Interpretive Summary: Soil acidification caused by large and continuous input of chemical nitrogen fertilizers has become a factor for limiting plant growth and manure amendment has shown the success to mitigate the problem, but potential accumulation of some nutrients or heavy metals are unknown. This research investigated impact of long-term manure amendment affected nutrient balance and heavy metal accumulation in soil based on a 9-year field study for maize production in an acidic red soil, southern China, and discussed how manure amendment can be managed to balance nutrient supply, prevent soil from acidification, and avoid accumulation of heavy metals. The research found that the amount of manure providing 40% or higher of total nitrogen supply prevented or reversed soil acidification. There is a high potential to use 20% of total nitrogen supply from manure to achieve the same outcome by increasing use efficiency and reducing total nitrogen input. The manure provided all plant needs for phosphorus, but not K, suggesting no chemical phosphorus fertilizers is needed but substantial K input from chemical fertilizers is necessary for crop production. There was a significant accumulation of heavy metal Pb, Cu, and Zn and source reduction by reducing their concentrations in animal feed would be the most effective way to minimize soil contamination and essential for sustainable use of manure in both soil acidity and nutrient management.
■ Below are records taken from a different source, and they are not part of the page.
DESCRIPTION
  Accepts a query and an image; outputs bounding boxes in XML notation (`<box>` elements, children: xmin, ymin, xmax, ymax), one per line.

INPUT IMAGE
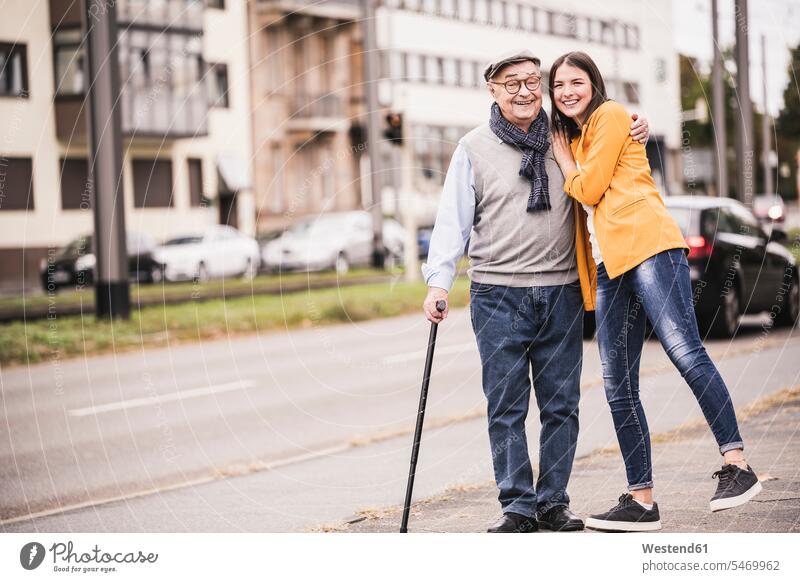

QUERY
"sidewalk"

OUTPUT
<box><xmin>324</xmin><ymin>386</ymin><xmax>800</xmax><ymax>535</ymax></box>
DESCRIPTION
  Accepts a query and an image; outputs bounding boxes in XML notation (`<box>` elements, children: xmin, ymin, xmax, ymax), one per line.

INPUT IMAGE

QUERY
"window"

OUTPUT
<box><xmin>625</xmin><ymin>25</ymin><xmax>639</xmax><ymax>49</ymax></box>
<box><xmin>444</xmin><ymin>59</ymin><xmax>458</xmax><ymax>86</ymax></box>
<box><xmin>270</xmin><ymin>143</ymin><xmax>284</xmax><ymax>214</ymax></box>
<box><xmin>457</xmin><ymin>0</ymin><xmax>474</xmax><ymax>21</ymax></box>
<box><xmin>61</xmin><ymin>158</ymin><xmax>92</xmax><ymax>210</ymax></box>
<box><xmin>133</xmin><ymin>160</ymin><xmax>172</xmax><ymax>208</ymax></box>
<box><xmin>600</xmin><ymin>21</ymin><xmax>617</xmax><ymax>46</ymax></box>
<box><xmin>441</xmin><ymin>0</ymin><xmax>457</xmax><ymax>18</ymax></box>
<box><xmin>475</xmin><ymin>0</ymin><xmax>489</xmax><ymax>22</ymax></box>
<box><xmin>389</xmin><ymin>51</ymin><xmax>406</xmax><ymax>81</ymax></box>
<box><xmin>550</xmin><ymin>12</ymin><xmax>578</xmax><ymax>37</ymax></box>
<box><xmin>0</xmin><ymin>156</ymin><xmax>33</xmax><ymax>211</ymax></box>
<box><xmin>265</xmin><ymin>27</ymin><xmax>286</xmax><ymax>91</ymax></box>
<box><xmin>0</xmin><ymin>42</ymin><xmax>28</xmax><ymax>97</ymax></box>
<box><xmin>622</xmin><ymin>81</ymin><xmax>639</xmax><ymax>105</ymax></box>
<box><xmin>422</xmin><ymin>0</ymin><xmax>439</xmax><ymax>14</ymax></box>
<box><xmin>491</xmin><ymin>0</ymin><xmax>506</xmax><ymax>26</ymax></box>
<box><xmin>186</xmin><ymin>158</ymin><xmax>203</xmax><ymax>207</ymax></box>
<box><xmin>519</xmin><ymin>5</ymin><xmax>536</xmax><ymax>32</ymax></box>
<box><xmin>53</xmin><ymin>29</ymin><xmax>86</xmax><ymax>95</ymax></box>
<box><xmin>459</xmin><ymin>61</ymin><xmax>477</xmax><ymax>87</ymax></box>
<box><xmin>407</xmin><ymin>55</ymin><xmax>424</xmax><ymax>82</ymax></box>
<box><xmin>208</xmin><ymin>63</ymin><xmax>230</xmax><ymax>108</ymax></box>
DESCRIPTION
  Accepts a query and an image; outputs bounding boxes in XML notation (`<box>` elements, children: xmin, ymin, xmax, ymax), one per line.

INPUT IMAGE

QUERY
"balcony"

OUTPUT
<box><xmin>286</xmin><ymin>93</ymin><xmax>349</xmax><ymax>132</ymax></box>
<box><xmin>53</xmin><ymin>8</ymin><xmax>209</xmax><ymax>142</ymax></box>
<box><xmin>121</xmin><ymin>89</ymin><xmax>208</xmax><ymax>139</ymax></box>
<box><xmin>117</xmin><ymin>0</ymin><xmax>205</xmax><ymax>32</ymax></box>
<box><xmin>256</xmin><ymin>0</ymin><xmax>361</xmax><ymax>24</ymax></box>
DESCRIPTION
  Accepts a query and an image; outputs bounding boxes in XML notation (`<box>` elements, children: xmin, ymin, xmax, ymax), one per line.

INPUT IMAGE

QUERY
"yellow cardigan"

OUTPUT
<box><xmin>564</xmin><ymin>101</ymin><xmax>688</xmax><ymax>292</ymax></box>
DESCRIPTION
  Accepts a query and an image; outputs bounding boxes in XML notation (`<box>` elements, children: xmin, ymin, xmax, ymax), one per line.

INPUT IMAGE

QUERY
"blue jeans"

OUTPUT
<box><xmin>470</xmin><ymin>283</ymin><xmax>583</xmax><ymax>517</ymax></box>
<box><xmin>596</xmin><ymin>249</ymin><xmax>743</xmax><ymax>491</ymax></box>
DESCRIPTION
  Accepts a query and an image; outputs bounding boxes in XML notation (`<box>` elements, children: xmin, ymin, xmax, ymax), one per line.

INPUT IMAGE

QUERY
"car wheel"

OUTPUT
<box><xmin>334</xmin><ymin>253</ymin><xmax>350</xmax><ymax>275</ymax></box>
<box><xmin>709</xmin><ymin>285</ymin><xmax>741</xmax><ymax>338</ymax></box>
<box><xmin>194</xmin><ymin>263</ymin><xmax>208</xmax><ymax>283</ymax></box>
<box><xmin>150</xmin><ymin>265</ymin><xmax>164</xmax><ymax>284</ymax></box>
<box><xmin>775</xmin><ymin>276</ymin><xmax>800</xmax><ymax>327</ymax></box>
<box><xmin>242</xmin><ymin>259</ymin><xmax>258</xmax><ymax>281</ymax></box>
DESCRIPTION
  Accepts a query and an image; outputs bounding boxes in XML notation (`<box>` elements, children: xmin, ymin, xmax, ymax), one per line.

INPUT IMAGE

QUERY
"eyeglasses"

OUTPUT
<box><xmin>489</xmin><ymin>75</ymin><xmax>542</xmax><ymax>95</ymax></box>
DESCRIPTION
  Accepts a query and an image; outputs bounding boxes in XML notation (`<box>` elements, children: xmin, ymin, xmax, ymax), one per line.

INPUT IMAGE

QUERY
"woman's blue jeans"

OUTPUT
<box><xmin>596</xmin><ymin>249</ymin><xmax>743</xmax><ymax>491</ymax></box>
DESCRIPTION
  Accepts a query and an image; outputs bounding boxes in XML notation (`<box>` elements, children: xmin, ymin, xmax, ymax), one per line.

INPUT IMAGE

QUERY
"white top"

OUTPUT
<box><xmin>581</xmin><ymin>204</ymin><xmax>603</xmax><ymax>267</ymax></box>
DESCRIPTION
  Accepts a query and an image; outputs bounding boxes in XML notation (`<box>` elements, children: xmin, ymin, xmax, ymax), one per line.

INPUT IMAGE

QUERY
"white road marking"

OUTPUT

Findings from this research are directly applicable to acidic soils around the world and also valuable for management of all soil types to improve sustainability of crop production systems.

Technical Abstract: Manure amendment has been shown to effectively prevent red soil (Ferralic Cambisol) acidification from chemical (synthetic) nitrogen (N) fertilization. However, information is lacking on how much manure is needed to mitigate acidification and maintain soil productivity while preventing accumulation of other nutrients and heavy metals from long-term inputs. This study determined the effects of various combinations of manure with urea-N on acidification and changes in soil P, K, and heavy metals in a 9-year maize field experiment in southern China. Treatments included chemical N, P and K fertilization only (NPKM0), and NPK plus swine manure that supplied 20% (NPKM20), 40% (NPKM40), and 60% (NPKM60) of total N at 225 kg N ha-1 year-1. Soil pH, exchangeable acidity, available P and K, and maize yield were determined annually from 2009 to 2018. Soil exchangeable base cations, total and phytoavailable Cr, Pb, As, Ni, Cd, Cu, and Zn were measured in 2018. While NPKM0 and NPKM20 resulted in significant decrease in soil pH from initial 4.93 to 4.46 and 4.71, respectively, NPKM40 and NPKM60 resulted in no change or a significant increase in soil pH (to 5.47), increased exchangeable base cations, and achieved the highest yield. Manure application markedly increased soil available P (but not K) to 67.6-182.6 mg kg-1 and also significantly increased total Pb, Cu, and Zn and available Cu and Zn in soil. The results indicate that 40% or higher of total N sourced manure can prevent or reverse acidification of red soil, provide all P, but need substantial K inputs from chemical fertilizers to balance nutrient supply for plants. An integrated approach by increasing N use efficiency, reducing chemical input, and reducing heavy metal concentrations in animal feed are all necessary for sustainable use of manure in soil acidity and nutrient management as well as minimizing environmental risks.